Basically I'd go with what willy said on the first page. Flash certainly doesn't have the power to just break through the barriers, given that they were able to survive the Black Abyss going boom.

This one might boil down to a stalemate.


----------



## Saitomaru (Jun 20, 2013)

ikoke said:


> Dispel bound bans various types of attacks and effects,including reality warping,divine attacks,punches,assimilation,magic,poison gases etc. So as long as the barriers exist such attacks won't have any effect on DS.
> 
> To get through these barriers you either need to rewrite them,or break through them with sheer power. However it is unlikely that Flash possesses the knowledge to rewrite these barriers. So he has to break through them with force. It is stated that the wider the gap in cosmic power level,the easier it is to overwhelm Dispel Bound. As Majin DS is high herald level at the very least,you need to be around skyfather level to easily overwhelm them.
> 
> Weaker characters might also get the job done,but it will take a lot of time and since DS can regenerate thses barriers millions of times/sec it's going to be very difficult.



Okay, so if Skyfather level sheer power is required to easily overwhelm them would it be a reasonably safe assumption that someone who is herald level (even shit tier) could break through them _eventually_? 

So ^this in conjunction with this:



Fluttershy said:


> PIS off Flash would beat any herald



(assuming what was said is true) would it not be reasonable to assume that Wally could break through DS's barriers? Now, the problem of these barrier's regen comes into play. You said millions of times per second so... would that be one every 500 nanoseconds (2 million per second)? How fast is Wally again? I remember hearing 'zeptoseconds' tossed around but I think that was for amped Wally.

As I said, not trying to argue for either side. You just happened to be the only side who answered my question. Wally's side hasn't, so I can't respond.


----------



## Tacocat (Jun 20, 2013)

Wally _washes dishes_ in picoseconds. Nanoseconds are nothing to him.

As for the speed steal thing, he shouldn't have any problems with a guy who's 7000c, considering he deals with guys massively faster than that. Plus, there's that scan of Jay, who's still learning the trick from Wally, stealing Superman's speed.

I don't know anything about the other party, so that's all the information I can really give you.


----------



## TehChron (Jun 20, 2013)

Problem is that breaking them requires sufficiently powerful strikes.
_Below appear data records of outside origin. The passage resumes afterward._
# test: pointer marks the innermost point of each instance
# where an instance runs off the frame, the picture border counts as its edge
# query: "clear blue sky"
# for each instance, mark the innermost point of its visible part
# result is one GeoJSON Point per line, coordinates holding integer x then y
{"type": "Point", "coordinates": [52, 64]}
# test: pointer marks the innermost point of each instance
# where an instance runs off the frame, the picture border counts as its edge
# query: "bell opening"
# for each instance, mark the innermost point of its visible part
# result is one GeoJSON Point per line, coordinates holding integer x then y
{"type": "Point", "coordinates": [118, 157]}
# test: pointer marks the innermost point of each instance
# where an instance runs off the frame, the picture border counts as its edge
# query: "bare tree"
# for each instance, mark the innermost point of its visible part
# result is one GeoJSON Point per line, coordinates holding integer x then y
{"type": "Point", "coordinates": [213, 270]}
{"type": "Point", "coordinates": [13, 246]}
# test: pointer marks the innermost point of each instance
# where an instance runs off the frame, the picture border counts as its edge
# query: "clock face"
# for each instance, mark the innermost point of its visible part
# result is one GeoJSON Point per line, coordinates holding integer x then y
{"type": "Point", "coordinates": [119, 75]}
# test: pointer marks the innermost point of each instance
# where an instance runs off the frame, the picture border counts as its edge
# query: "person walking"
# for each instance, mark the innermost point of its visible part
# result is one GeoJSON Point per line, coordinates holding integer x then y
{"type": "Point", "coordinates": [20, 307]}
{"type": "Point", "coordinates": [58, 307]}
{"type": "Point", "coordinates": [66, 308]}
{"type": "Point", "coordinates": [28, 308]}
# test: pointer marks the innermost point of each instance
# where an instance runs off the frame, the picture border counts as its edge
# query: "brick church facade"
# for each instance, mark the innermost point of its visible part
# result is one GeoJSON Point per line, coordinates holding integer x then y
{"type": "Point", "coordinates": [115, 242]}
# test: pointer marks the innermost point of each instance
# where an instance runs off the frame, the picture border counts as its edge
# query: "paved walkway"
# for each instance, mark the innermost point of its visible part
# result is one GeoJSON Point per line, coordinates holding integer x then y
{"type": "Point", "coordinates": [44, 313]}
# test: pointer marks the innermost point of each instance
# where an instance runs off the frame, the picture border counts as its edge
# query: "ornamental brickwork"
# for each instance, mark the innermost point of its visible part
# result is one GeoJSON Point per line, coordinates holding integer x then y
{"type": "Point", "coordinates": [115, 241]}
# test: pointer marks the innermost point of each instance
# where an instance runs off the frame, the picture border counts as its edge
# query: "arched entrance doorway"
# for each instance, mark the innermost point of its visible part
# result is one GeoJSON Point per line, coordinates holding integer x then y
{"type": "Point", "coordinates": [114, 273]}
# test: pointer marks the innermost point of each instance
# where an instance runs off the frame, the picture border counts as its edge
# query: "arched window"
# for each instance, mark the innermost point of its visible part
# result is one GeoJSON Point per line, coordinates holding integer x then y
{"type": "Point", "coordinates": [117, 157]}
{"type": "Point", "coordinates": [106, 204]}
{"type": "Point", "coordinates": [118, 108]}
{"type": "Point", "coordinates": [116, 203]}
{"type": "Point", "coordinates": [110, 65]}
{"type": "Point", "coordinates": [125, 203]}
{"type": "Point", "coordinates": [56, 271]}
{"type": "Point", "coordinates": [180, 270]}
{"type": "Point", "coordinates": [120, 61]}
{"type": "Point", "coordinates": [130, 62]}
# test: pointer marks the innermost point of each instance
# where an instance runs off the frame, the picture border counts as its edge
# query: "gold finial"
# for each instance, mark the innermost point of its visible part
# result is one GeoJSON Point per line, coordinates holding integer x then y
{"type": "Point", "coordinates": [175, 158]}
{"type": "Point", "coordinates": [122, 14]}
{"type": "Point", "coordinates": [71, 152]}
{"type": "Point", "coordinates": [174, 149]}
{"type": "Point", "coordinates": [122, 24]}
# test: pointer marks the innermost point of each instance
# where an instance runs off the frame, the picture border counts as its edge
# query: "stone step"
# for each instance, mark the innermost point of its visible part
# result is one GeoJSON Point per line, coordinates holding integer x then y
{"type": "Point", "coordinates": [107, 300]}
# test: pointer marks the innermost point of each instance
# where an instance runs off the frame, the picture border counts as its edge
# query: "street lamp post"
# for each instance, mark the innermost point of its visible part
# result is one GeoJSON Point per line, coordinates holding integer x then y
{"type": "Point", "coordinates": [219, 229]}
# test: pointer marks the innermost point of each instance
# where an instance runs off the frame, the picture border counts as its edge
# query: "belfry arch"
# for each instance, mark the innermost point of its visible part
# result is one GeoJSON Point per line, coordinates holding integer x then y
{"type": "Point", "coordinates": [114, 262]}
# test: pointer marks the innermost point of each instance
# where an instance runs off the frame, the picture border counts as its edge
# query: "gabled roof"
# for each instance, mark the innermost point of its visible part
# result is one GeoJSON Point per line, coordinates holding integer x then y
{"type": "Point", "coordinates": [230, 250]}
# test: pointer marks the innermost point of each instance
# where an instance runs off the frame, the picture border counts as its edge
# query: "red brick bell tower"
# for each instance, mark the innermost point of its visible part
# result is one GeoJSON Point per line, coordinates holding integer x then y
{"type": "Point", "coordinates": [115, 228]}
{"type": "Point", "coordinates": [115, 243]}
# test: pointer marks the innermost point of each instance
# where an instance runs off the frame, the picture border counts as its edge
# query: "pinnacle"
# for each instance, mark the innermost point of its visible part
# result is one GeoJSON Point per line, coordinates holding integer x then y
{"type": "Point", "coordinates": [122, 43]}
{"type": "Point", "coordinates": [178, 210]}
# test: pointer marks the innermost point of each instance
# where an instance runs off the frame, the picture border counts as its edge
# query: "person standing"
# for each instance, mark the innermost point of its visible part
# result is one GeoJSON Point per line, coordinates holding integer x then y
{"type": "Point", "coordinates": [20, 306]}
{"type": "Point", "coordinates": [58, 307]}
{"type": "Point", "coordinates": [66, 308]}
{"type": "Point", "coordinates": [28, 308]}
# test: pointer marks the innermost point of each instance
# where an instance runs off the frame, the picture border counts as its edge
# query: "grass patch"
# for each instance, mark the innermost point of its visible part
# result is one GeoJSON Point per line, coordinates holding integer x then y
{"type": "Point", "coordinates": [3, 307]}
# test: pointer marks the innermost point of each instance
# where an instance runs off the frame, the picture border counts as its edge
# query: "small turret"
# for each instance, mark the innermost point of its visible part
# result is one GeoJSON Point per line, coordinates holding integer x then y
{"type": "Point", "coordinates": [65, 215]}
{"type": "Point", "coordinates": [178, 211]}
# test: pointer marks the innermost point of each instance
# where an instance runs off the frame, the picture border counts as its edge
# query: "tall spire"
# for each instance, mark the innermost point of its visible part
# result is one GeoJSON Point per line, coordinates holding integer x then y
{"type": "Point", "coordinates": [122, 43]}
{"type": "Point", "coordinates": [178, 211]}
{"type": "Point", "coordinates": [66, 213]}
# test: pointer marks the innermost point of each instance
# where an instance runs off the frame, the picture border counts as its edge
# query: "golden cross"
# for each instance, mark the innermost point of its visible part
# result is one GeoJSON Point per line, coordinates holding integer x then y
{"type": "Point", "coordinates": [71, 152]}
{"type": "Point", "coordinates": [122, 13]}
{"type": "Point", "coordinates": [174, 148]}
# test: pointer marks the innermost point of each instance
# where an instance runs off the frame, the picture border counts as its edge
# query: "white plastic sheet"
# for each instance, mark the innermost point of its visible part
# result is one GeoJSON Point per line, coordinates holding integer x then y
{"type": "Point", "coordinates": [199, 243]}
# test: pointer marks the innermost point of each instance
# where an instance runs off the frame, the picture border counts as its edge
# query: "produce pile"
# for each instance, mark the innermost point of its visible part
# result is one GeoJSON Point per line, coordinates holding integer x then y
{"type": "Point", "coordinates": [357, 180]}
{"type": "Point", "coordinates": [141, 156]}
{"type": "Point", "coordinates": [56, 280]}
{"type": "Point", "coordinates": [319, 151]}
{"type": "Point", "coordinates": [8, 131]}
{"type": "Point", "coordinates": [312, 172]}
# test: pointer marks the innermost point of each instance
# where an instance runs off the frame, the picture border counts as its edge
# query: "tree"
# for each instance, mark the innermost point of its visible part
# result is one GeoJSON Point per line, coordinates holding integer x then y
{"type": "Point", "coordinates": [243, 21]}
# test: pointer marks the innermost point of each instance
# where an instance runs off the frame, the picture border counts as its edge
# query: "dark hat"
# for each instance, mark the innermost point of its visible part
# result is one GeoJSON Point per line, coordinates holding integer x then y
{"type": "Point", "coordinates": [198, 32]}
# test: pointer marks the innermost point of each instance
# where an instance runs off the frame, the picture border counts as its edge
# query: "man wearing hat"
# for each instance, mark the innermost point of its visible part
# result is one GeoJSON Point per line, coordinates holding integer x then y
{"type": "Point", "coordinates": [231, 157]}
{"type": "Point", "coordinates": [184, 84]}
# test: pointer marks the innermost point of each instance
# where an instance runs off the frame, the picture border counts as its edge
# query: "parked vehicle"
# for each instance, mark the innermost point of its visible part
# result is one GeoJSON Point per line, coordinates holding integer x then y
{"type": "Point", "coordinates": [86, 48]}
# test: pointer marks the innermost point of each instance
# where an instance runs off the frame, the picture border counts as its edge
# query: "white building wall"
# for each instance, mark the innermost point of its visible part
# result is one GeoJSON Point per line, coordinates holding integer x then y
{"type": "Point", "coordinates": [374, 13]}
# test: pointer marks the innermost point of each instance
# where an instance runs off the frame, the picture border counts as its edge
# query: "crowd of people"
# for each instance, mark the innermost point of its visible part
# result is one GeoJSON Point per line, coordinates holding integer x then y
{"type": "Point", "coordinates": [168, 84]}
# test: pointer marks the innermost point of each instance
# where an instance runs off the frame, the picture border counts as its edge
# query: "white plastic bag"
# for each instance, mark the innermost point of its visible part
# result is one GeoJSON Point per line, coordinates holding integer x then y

And PIS off Flash doesn't beat Heralds with brute force, IIRC, PIS off Flash beats Heralds through his more h4x applications of the Speed Force.


----------



## Shiba D. Inu (Jun 20, 2013)

IMP punch should still be star/star+


someone also said he can speed steal w/o physical contact


----------



## Huey Freeman (Jun 20, 2013)

Flash is Attosecond actually.


----------



## TehChron (Jun 20, 2013)

Fluttershy said:


> IMP punch should still be star/star+
> 
> 
> someone also said he can speed steal w/o physical contact



Dispel Bound would just negate the speed steal regardless.

But as far as IMP goes, how does that attack work? How long does it take for a Flash to use it?

If he can use it at a pace to keep up and surpass the Dispel Bounds regeneration rate, then he can eventually get through them to hit DS.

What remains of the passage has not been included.